Although dogs and cats will continue to battle one another to hold the top spot as favorite pet, as a society we are pet-lovers regardless of whether those pets meow or bark. Statistics from the American Pet Products Manufacturers Association show that roughly 65 percent of American families have a pet at home — and the numbers keep growing.
Those who are looking to add a furry companion to the family and are leaning toward a dog may have questions as to whether there are certain breeds that are a better fit for family life with children in the home. Breed alone does not dictate a dog’s demeanor. Every dog is unique, and how a puppy spent its formative months can be just as influential on the dog’s behavior as its breed.

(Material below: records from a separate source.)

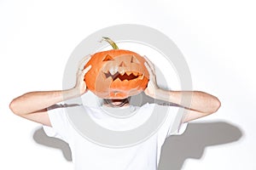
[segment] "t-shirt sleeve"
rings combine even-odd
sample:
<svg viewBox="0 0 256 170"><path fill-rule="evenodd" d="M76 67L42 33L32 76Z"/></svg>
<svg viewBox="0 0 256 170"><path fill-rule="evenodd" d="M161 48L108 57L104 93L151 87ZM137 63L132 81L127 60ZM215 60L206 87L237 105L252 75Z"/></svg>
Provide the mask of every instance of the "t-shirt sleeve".
<svg viewBox="0 0 256 170"><path fill-rule="evenodd" d="M43 126L45 133L49 137L55 137L70 141L70 123L67 116L67 110L62 105L55 105L48 108L48 115L52 127Z"/></svg>
<svg viewBox="0 0 256 170"><path fill-rule="evenodd" d="M169 108L169 115L167 117L169 124L169 129L167 137L171 135L181 135L183 134L188 126L188 122L183 123L182 121L184 118L184 109L180 107L172 106Z"/></svg>

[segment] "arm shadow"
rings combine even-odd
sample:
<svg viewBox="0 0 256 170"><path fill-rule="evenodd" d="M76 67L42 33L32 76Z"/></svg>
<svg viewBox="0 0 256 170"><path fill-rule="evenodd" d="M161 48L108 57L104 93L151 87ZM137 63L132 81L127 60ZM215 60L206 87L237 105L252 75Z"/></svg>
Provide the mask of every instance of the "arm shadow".
<svg viewBox="0 0 256 170"><path fill-rule="evenodd" d="M189 123L181 136L170 136L162 146L159 170L180 170L187 159L201 159L205 148L239 140L241 131L224 122Z"/></svg>
<svg viewBox="0 0 256 170"><path fill-rule="evenodd" d="M61 139L47 136L43 128L34 132L33 139L39 144L61 150L65 159L67 162L72 162L72 154L68 144Z"/></svg>
<svg viewBox="0 0 256 170"><path fill-rule="evenodd" d="M207 146L230 144L239 140L241 131L224 122L189 123L181 136L169 137L163 147L159 170L180 170L187 159L201 159ZM36 143L62 150L67 162L72 161L68 144L55 138L48 137L43 128L33 134Z"/></svg>

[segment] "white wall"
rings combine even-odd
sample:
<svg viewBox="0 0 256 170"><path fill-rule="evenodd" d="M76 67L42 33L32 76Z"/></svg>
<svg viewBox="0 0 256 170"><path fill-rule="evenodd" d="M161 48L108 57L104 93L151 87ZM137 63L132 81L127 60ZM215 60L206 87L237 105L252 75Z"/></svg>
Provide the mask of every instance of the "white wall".
<svg viewBox="0 0 256 170"><path fill-rule="evenodd" d="M13 115L9 103L28 91L61 89L73 48L94 31L125 23L169 36L189 63L194 88L222 101L194 128L207 127L224 141L206 144L200 136L201 153L185 156L183 169L255 169L255 8L253 0L0 1L0 169L72 169L60 149L36 142L40 125ZM193 136L183 138L189 140L181 152L190 153Z"/></svg>

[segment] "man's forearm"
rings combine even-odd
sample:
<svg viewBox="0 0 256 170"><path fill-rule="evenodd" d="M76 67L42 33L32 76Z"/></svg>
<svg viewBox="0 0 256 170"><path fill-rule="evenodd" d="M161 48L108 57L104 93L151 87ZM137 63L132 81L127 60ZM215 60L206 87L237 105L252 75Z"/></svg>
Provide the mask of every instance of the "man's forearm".
<svg viewBox="0 0 256 170"><path fill-rule="evenodd" d="M166 91L155 90L154 98L202 113L213 113L220 107L220 102L215 96L200 91Z"/></svg>
<svg viewBox="0 0 256 170"><path fill-rule="evenodd" d="M75 88L63 91L29 92L14 99L9 107L17 115L29 114L44 110L65 99L78 97Z"/></svg>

There are some breeds that are thought of as family dogs because they are patient, calm and not easily provoked. But no dog is perfect, and it often takes working together as a family to develop a sense of trust and a routine that is comfortable for all.
Here is information on some of the more popular breeds of dog.
* Labrador retriever: Labrador retrievers are one of the more popular dog breeds, especially among families. Although it is thought to be a placid dog, a Lab is a member of the working class of canines and will need to be well exercised so the dog behaves well. Otherwise, the dog may be too boisterous and mischievous inside the home.
* Golden retriever: Golden retrievers are another type of retriever that are popular among families. They were originally bred to hunt and retrieve birds. They’re often eager to learn and serve and can become a dedicated family member if well exercised.
* Keeshond: This medium-sized breed is a fluffy ball of fur. Keeshonds learn tricks well and are easily trained. They love to play and can follow along in the antics of children quite well. Keeshonds will alert their owners to visitors but aren’t overly protective of their surroundings.
* Collie: Ever since “Lassie” warmed the hearts of viewers, collies have been viewed as loyal family dogs. Collies were bred for working, but they will eagerly herd children as well as livestock. Collies are generally gentle but active.
* Standard poodle: Although poodles may be viewed as “froo-froo” dogs thanks to their traditional grooming style and their stereotype of being a Parisian pet, poodles are also working dogs that are very intelligent and can be easily trained. Affectionate and patient, they often make great dogs for families.
* Gentle giants: Newfoundlands and Bernese Mountain Dogs are two larger breeds that tend to be docile, behaving like big teddy bears. These breeds are usually very stable and easily trained, but they may need a little encouragement to be active.
* Cairn terrier: An active small breed, the Cairn is a tough little cookie. The dog will have the energy to keep up with children, but it may be better in homes with older children because of the Cairn’s diminutive size and the risk of rough handling.
* Pug: This dog is generally affectionate, loveable and even-tempered. Pugs love being part of the family and can be playful companions. They also love to nap on your lap; just be prepared for a little snoring.
* Staffordshire bull terrier: Despite the perception of these dogs as being “fighting dogs,” historically they are loyal family dogs. When well trained and raised correctly, including proper socialization, bull terriers are not typically aggressive. However, it is important to note that they are a dominant breed and do well in single-dog households. They may become dog-aggressive.
Many dogs can become well-mannered members of a family. To increase the chances of getting a stable, balanced dog of good temperament, select one that comes from a quality breeder or a respected animal shelter and socialize the dog as early as possible.